In battleground Arizona, key independent voters decry Trump, support Georgia election indictment

By Tim Reid

PHOENIX (Reuters) – Mark Clarcq is an independent voter in the presidential battleground state of Arizona. In 2016 he cast his ballot for Donald Trump, but as the former Republican president appeared at a Georgia jail on Thursday on criminal charges of trying to overturn the 2020 presidential election, Clarcq said he will never support him again.

“He’s delusional. He’s still saying the 2020 election was fraudulent. In Georgia, he was definitely trying to gain votes he didn’t have. That’s an illegal process. Absolutely I support the Georgia indictment. The justice system should play out and I don’t think he should be pardoned,” Clarcq, 77, said in a shopping mall in northern Phoenix.

As Trump was arrested yet again on Thursday following his fourth indictment this year – and the second related to his efforts to overturn his 2020 election loss to Democrat Joe Biden – his support among Republican voters has been surging.

But more troubling in the long term for Trump, who is the front-runner by a wide margin in the race for the 2024 Republican presidential nomination, is the reaction among independents like Clarcq to his legal troubles.

Arizona is one of six presidential swing states that will have a large say in who wins next November’s election, and which Biden narrowly won by just over 10,000 votes in 2020.

Independents are now the biggest voting bloc in the state, outnumbering Republicans and Democrats, according to new voter registration data released last month by the Arizona Secretary of State.

In Reuters interviews with 15 independents in Arizona about Trump’s arrest in Georgia on Thursday, only one said they would likely support Trump next November. The rest, like Clarcq, were repulsed by Trump’s efforts to overturn the 2020 election and what they see as his role in instigating the Jan. 6, 2021, assault on the U.S. Capitol by his supporters.

“I’m glad he’s been indicted,” said Susan Aitken, 71, a registered independent who voted for Trump in 2016. Aitken said she supports the Georgia charges.

“He was already talking about overturning the election even before he lost. Anybody else would be in jail by now.”

A Trump spokesman did not comment on what he described as a small, unscientific sample of independent voters.

In a July Reuters/Ipsos poll, 37% of independents nationally said the criminal cases against Trump made them less likely to vote for him for president, compared to 8% who said they were more likely to do so.

INDEPENDENTS UNDECIDED

Trump faces 13 felony counts including racketeering, which is typically used to target organized crime, for pressuring state officials in Georgia to reverse his election loss and setting up an illegitimate slate of electors to undermine the formal congressional certification of Biden’s victory.

Trump also faces New York state charges over an alleged hush money payment to a porn star, and two sets of federal charges – one case in Washington involving election interference and one in Miami involving classified documents he retained after leaving office in 2021.

He faces 91 criminal counts in total.

Thom Reilly, a political professor at Arizona State University who has authored studies on independent voters, said recent elections in Arizona and in other battleground states show that independents have been the key swing votes in close elections.

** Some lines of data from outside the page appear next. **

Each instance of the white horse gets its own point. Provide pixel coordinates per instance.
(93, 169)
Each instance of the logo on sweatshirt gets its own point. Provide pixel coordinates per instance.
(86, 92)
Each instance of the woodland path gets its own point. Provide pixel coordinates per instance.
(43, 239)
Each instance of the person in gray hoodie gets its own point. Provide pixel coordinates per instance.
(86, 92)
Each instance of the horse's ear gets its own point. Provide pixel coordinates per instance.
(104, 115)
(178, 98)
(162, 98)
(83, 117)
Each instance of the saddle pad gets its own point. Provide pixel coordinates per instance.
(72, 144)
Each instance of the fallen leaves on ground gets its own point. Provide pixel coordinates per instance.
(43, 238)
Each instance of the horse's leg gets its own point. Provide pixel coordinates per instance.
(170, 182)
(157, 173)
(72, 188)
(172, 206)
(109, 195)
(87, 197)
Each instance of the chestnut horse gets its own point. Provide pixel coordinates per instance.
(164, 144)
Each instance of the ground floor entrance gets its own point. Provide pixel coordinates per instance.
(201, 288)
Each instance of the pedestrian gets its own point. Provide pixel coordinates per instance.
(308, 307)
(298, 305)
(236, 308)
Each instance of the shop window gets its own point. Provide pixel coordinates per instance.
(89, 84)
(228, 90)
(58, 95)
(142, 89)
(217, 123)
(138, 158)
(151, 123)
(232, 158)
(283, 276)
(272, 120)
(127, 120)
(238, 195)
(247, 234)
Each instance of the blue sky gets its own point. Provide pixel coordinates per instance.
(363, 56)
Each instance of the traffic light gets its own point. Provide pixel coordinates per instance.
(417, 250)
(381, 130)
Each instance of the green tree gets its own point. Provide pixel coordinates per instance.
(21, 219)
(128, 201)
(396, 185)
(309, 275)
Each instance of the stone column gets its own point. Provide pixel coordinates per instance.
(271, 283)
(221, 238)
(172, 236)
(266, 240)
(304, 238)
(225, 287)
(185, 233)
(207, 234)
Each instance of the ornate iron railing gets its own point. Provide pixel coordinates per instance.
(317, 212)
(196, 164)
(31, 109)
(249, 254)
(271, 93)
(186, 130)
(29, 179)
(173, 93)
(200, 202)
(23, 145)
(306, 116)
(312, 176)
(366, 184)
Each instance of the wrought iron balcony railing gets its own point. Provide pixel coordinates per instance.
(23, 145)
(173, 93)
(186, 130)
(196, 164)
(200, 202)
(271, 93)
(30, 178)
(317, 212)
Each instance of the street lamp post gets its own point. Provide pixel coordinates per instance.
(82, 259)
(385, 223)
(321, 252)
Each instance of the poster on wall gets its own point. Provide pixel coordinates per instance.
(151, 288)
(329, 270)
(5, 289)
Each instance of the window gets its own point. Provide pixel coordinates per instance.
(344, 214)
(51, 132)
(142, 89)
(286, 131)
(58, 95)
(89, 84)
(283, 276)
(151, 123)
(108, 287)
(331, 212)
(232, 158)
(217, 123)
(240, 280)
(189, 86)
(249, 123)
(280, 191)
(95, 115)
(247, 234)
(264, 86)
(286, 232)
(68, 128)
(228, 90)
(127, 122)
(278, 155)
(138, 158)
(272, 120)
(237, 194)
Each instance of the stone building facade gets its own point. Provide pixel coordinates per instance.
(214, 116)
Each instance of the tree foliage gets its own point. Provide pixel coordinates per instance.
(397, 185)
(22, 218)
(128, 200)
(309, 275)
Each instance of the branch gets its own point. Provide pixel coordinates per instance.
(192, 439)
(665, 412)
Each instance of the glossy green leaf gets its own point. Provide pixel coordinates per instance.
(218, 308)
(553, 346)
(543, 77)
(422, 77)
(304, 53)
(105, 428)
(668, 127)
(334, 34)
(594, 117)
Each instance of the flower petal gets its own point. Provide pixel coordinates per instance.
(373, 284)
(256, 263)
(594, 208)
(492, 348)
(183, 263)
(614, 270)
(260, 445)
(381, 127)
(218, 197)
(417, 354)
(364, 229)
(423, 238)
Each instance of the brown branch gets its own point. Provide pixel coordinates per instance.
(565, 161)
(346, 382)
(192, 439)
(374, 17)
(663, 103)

“The winning party in the last four election cycles carried political independents,” Reilly said. In Arizona in 2020 – which Biden won by less than a percentage point – Biden carried independents by 9% over Trump, showing how crucial they were to Biden’s victory in the state, Reilly said.

Independents have yet to make up their mind about which 2024 candidate they prefer with one in five preferring Biden, the same number preferring Trump and the majority undecided in the July Reuters/Ipsos poll.

Strategists said that while the latest indictment will help Trump solidify support within his base and win the Republican nomination, his ability to capitalize on his legal troubles will be more limited in next year’s general election, when he will have to win over more skeptical moderate Republicans and independents.

Stu Rothenberg, a non-partisan political analyst, said Trump is in danger of losing enough independents and moderates to lose next year’s election, in part because of the indictments.

“Close elections are won at the margins,” Rothenberg said.

But some independents are still supporting the brash former reality TV showman, who asserts without evidence he is a victim of a judicial system biased against Republicans.

“I would vote for Trump, even though he’s been indicted,” said Dan Gilbank, 60. “This indictment is a political hit job.”